Режиссер Агуреева именовала этот жанр «ироническим кабуки», худрук театра Евгений Каменькович именовал его «драматическим балетом».

Венский Театр-ан-дер-Вин открыл собственный сезон и позабытую оперу Леонкавалло

Сюжеты, архетипы нанизываются друг на друга забавно, как бусы. «Так нить за нитью хитросплетается полотно». Круговорот страстей, которому сопротивляться никчемно. Есть ли ключ от данной для нас потаенны жизни? Заместо ключа — мелькнуло слово «верность». Кажется, как будто неприемлимое при том, что наворочено у Шехрезады. И все таки. «Только тот может тайну скрыть, кто верен остается…»

Полина Агуреева перед премьерой поведала в интервью журнальчику «Театр», что в ее спектакле по-своему отразился нынешний «кризис цивилизации», который, кажется, меняет «глубинную суть человека». Без которой «новейший мир тяжело будет именовать «человечьим»». Спасение, может быть, по ее словам, разве что в «возвращении к обычным и нескончаемым вещам». К любви как «выходу из «тут» и «на данный момент» в Вечность». К основам мифа — «истокам души», где важны и «истоки», и «душа».

А все-же не напрасно мы вспомянули «Египетские ночи». В давнешней постановке Петр Фоменко употреблял фрагменты Пушкина и Брюсова. Полина Агуреева тогда игралась роль графини К., которая преображается, как начинается игра воображения. Она меж поэтом Чарским и импровизатором-итальянцем Пиндемонти — служит «вдохновением» (гусиное перо в прическу), «подругой думы праздной». Столичный свет разыгрывал сюжет о Клеопатре, которой трое платят жизнью за проведенную с ней ночь.

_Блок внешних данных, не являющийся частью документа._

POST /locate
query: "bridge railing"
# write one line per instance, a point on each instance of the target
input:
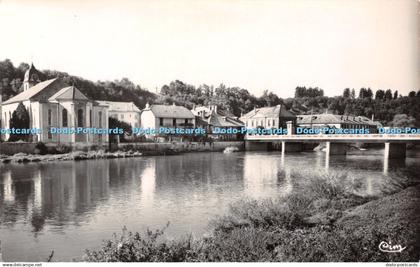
(326, 137)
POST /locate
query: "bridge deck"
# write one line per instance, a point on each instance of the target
(337, 138)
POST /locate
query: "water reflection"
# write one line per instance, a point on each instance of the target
(70, 206)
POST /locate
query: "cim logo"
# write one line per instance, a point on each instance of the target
(387, 247)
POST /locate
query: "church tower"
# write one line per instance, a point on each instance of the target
(32, 77)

Здесь любопытна возникающая вдруг цепочка: пушкинское стихотворение «Из Пиндемонти» знатоки суфийской поэзии называли «наилучшим гимном дервишеской свободе». Пушкинские «Египетские ночи» вспоминал герой ранешней повести Достоевского «Белоснежные ночи». Когда-то в спектакле «Белоснежные ночи» (поставленном фоменковским учеником Николаем Дручеком) Полина Агуреева сыграла главную героиню Настеньку, которая небезопасно прогуливается по перилам и оказывается меж Мечтателем и приземленным Жильцом (который — лишь позови). Оставшийся ни с чем Мечтатель — как и жертвы тех египетских ночей с Клеопатрой — благодарит судьбу за «целую минутку блаженства».

Режиссер Агуреева именовала этот жанр «ироническим кабуки», худрук театра Евгений Каменькович именовал его «драматическим балетом»

И Настенька пела в «Белоснежных ночах» голосом Полины Агуреевой: «100 различных хитростей и неприметностей, и будет так, как я желаю». И все-же зависела от воли приземленного Жильца: прошептал — и побежала.

В ее спектакле «Тыща и одна ночь» тоже слышны слова о хитрости, но голосом некий новейшей мудрости: «Для всего есть хитрость, не считая погибели», — изрёк суфий». Вся эта цепочка — может и невидимая снаружи — естественно же про генетическую связь с учителем — Петром Фоменко: истоки и душа — оттуда. В то же время все заного — иной язык сценического деяния.

Рассказчики — Полина Агуреева и Федор Малышев — снимают темные плащи и в белых хитонах ныряют вдруг в конце спектакля туда — где все герои их воображения, на перину страсти, любовную подушечку мира. Там — спасение. Они «пляшут от 1-го рая до последующего». По-своему.